The beginnings of Mariah’s sound

by

Special To The Japan Times

When U.S. label Palto Flats reissued Japanese band Mariah’s album “Utakata no Hibi” (“Ephemeral Days”) in 2015, it wasn’t the first time an obscure record from the bubble era had been given new attention. However, the critical praise that followed the release triggered new interest in Japanese artists whose work is a mix of ambient, new age and world music elements.

Haruomi Hosono, formerly of pioneering rock band Happy End, developed an interest in the 1950s “exotica” sounds of American composer Martin Denny, who tried to imagine the music of Asia for middle-class Westerners. Hosono played around with this idea across his “Soy Sauce Music” trilogy of albums in the mid-1970s by exploring music from the Caribbean, North America and Asia, adding his own Japanese perspective to each.

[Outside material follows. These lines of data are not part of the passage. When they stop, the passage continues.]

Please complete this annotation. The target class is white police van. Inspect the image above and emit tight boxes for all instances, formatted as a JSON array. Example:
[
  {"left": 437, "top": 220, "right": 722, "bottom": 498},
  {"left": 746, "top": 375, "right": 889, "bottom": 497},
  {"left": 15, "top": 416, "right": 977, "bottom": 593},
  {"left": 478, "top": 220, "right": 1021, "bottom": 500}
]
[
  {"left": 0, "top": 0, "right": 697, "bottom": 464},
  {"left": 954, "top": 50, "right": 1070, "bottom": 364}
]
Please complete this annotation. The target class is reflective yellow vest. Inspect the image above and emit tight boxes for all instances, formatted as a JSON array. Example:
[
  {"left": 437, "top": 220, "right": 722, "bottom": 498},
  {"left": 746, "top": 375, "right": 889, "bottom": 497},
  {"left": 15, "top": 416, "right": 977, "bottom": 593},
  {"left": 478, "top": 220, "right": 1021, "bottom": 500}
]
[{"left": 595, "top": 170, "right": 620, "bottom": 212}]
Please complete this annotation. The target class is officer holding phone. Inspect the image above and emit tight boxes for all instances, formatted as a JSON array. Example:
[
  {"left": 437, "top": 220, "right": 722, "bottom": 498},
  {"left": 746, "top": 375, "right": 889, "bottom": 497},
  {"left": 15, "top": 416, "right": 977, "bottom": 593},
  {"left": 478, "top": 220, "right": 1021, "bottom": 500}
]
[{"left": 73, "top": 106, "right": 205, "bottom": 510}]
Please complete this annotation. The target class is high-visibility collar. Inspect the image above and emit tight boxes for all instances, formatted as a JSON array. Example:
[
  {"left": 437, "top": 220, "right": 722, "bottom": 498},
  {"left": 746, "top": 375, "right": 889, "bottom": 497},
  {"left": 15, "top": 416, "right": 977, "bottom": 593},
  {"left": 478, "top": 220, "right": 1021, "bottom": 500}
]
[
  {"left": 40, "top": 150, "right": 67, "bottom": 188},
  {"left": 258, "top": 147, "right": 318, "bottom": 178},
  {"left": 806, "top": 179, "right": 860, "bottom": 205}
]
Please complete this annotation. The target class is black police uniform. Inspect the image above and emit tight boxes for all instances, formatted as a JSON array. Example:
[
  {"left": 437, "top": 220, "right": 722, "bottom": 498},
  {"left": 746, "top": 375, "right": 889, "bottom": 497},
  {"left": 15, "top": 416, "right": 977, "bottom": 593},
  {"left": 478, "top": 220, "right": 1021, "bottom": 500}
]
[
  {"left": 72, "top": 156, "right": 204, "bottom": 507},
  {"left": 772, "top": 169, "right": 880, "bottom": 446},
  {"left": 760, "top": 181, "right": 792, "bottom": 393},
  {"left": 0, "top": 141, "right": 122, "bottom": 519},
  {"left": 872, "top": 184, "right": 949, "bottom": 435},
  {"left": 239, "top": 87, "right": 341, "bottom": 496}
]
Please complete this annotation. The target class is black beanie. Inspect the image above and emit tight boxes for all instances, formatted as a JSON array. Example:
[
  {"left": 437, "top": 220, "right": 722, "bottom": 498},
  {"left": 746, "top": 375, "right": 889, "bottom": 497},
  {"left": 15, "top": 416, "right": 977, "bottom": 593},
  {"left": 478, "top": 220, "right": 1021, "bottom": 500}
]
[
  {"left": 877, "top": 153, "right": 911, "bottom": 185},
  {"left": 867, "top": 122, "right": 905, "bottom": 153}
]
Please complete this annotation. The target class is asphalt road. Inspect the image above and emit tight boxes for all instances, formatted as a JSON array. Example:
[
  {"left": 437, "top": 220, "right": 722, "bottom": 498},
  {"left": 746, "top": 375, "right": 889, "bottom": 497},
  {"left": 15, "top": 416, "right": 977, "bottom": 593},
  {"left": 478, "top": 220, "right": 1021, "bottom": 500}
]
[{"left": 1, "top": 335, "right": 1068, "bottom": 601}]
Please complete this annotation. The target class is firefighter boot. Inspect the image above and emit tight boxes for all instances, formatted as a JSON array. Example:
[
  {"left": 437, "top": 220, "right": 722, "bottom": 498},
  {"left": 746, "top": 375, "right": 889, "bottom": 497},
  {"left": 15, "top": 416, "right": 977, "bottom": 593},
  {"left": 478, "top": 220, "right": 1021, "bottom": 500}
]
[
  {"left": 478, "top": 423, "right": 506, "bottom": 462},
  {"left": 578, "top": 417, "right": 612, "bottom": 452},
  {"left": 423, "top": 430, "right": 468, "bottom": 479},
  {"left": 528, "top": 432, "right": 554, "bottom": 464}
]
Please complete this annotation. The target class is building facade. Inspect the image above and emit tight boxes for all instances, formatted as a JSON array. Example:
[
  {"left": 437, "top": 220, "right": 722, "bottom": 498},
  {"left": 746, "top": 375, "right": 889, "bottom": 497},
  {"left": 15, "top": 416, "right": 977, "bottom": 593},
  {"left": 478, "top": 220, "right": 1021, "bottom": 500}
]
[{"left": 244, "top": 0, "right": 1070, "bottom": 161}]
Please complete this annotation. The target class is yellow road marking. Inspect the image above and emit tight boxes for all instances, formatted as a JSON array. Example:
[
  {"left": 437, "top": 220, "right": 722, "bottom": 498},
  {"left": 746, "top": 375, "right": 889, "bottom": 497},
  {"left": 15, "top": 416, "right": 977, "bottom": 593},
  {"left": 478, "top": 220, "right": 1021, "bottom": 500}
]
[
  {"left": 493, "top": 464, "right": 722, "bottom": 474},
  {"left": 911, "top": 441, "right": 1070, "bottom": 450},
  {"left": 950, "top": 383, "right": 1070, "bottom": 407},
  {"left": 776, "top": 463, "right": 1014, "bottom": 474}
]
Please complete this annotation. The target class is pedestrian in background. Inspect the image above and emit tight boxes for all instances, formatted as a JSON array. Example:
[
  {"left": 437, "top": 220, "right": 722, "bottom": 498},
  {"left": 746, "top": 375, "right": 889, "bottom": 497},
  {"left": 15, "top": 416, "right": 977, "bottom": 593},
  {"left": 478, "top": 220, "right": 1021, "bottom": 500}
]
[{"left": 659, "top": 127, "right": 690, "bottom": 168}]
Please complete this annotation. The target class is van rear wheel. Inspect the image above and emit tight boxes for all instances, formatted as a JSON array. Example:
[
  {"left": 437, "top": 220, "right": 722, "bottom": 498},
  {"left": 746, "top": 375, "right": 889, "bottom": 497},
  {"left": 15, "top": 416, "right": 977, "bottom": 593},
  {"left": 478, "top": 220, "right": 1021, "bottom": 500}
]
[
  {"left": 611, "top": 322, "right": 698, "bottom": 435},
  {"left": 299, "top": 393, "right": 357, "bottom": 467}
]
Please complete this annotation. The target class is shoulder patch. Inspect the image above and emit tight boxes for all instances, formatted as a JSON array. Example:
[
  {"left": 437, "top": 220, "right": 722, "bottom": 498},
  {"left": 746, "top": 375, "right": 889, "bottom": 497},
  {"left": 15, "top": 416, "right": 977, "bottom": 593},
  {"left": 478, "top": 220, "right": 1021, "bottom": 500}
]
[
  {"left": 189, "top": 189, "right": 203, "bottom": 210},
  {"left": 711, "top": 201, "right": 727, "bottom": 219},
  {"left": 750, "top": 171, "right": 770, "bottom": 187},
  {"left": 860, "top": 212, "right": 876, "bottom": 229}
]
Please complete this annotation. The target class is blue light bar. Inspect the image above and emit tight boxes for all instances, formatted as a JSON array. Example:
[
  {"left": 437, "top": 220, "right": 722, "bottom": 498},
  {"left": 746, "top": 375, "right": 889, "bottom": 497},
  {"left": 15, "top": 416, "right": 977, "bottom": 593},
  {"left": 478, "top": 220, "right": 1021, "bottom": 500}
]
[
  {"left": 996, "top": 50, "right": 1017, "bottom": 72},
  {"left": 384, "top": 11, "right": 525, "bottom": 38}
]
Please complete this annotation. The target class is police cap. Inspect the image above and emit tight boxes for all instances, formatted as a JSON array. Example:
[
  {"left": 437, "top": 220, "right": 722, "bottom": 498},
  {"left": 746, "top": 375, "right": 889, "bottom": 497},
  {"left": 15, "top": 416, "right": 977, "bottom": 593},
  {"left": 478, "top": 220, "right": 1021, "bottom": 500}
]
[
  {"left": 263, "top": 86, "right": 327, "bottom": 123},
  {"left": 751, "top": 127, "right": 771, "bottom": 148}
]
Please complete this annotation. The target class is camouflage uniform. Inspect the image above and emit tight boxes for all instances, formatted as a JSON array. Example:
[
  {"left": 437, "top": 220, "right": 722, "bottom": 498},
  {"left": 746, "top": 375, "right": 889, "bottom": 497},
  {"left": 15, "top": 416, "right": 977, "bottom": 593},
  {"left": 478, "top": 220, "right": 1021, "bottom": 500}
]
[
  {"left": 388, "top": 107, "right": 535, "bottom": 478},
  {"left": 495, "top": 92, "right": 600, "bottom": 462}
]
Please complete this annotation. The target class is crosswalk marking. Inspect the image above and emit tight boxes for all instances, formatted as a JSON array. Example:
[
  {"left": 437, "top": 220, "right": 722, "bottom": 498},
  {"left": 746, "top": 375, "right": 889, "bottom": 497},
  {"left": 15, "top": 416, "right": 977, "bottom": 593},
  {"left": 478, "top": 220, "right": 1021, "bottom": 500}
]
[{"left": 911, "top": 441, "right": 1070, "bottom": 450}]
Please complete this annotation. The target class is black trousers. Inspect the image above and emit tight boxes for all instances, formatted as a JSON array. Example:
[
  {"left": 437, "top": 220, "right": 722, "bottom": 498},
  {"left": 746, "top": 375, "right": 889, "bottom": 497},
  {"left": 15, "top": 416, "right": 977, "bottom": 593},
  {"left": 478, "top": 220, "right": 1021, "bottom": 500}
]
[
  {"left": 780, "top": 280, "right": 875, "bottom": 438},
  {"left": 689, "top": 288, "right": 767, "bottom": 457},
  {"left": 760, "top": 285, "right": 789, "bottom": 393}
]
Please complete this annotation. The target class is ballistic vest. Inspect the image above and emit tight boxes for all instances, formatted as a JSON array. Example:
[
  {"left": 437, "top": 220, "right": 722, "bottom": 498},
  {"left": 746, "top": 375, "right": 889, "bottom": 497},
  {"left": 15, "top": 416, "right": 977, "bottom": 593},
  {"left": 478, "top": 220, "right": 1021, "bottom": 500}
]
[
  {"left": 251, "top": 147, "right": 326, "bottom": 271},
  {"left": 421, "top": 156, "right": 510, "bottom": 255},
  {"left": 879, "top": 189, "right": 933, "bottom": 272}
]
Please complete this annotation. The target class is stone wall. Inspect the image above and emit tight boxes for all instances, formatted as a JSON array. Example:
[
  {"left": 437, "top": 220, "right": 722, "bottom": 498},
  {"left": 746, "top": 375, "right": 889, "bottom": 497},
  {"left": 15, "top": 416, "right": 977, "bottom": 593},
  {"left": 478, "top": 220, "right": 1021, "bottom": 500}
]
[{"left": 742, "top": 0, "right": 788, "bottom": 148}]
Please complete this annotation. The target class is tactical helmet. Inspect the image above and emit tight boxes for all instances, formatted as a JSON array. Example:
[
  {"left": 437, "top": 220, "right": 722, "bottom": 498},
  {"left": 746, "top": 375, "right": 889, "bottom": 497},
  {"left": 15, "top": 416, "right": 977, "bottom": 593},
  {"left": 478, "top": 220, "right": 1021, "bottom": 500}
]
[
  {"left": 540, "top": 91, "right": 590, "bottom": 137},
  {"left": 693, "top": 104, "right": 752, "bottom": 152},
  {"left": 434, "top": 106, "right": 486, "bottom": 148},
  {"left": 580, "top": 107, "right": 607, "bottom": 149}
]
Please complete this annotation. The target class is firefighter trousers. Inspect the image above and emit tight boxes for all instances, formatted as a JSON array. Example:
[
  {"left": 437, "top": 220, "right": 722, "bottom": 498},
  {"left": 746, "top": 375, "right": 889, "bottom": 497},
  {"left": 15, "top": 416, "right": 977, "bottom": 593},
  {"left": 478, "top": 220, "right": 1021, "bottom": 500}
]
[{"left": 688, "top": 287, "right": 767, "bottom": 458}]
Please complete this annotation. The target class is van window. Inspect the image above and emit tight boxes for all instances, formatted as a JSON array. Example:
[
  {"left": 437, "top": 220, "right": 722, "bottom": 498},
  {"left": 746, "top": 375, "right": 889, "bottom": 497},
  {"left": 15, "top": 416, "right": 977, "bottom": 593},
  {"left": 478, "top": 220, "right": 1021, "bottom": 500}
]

His interest carried over to his subsequent project, Yellow Magic Orchestra, an outfit that subverted Orientalist views of Japan from the get-go via a disco version of Denny’s “Firecracker.”

Artists such as Mariah embraced global sounds in a less biting way.

“From the end of the 1970s, lots of small record shops started opening up in Tokyo and music from all around the world became relatively easy to obtain,” Mariah’s Yasuaki Shimizu told Red Bull Music Academy in 2015.

This openness was also reflected in the music of Midori Takada, Water Melon Group and others. They matched rhythms inspired by African music with Tropicalia, alongside flashes of jazz and rock. “Utakata no Hibi” is a fitting highlight from this period: a progressive melding of sounds that imagined a borderless world.